While this repair was relatively simple, more complicated tasks require Winningham to go back to his roots as a stone carver. He’s one of only a handful of carvers around the country who still employ the mallet-and-chisel method of carving stone letters. While difficult, the techniques let him create more experimental designs than the sandblasting that’s ubiquitous in headstone work today.

The bulk of Winningham’s carving happens at his home studio. Although some stones will just need some touching up, others will be too far gone.

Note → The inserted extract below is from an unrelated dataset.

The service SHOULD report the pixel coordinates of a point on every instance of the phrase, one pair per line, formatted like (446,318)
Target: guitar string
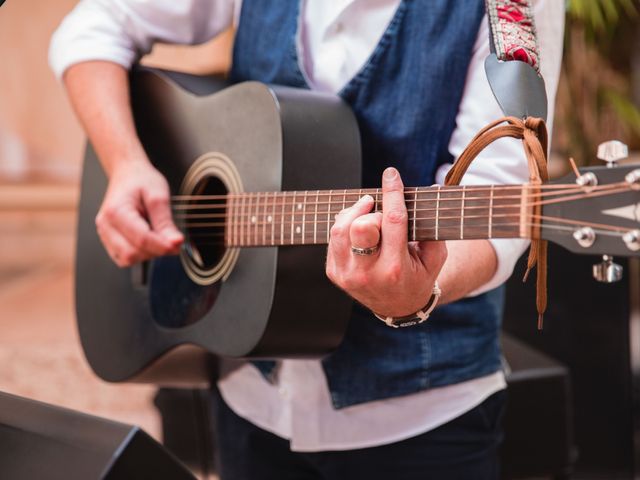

“If I [know a] family that knew who was buried there and the dates, then I would recreate a new stone for them in the same style as the remnants that I found,” Winningham said. He would then replace the old stone with the new one, but he’d keep the old one nearby. “That’s the stone that people have been coming to for 150 years to mourn.”

Winningham traces the drive for the work back to wandering family cemeteries with his grandfather.

“He was saying, ‘My grandfather’s buried here.’ And I thought even then, at 10 years old, ‘Well Grandpa, when you’re gone, who’s going to know who’s under that rock?’” Winningham said.

Ultimately, Winningham says his work comes down to honoring and preserving history. 

“I think it’s a respectable thing to do for those who have gone before us,” Winningham said. “If we can continue to do everything we can to preserve these for the descendants, I just think that’s important.”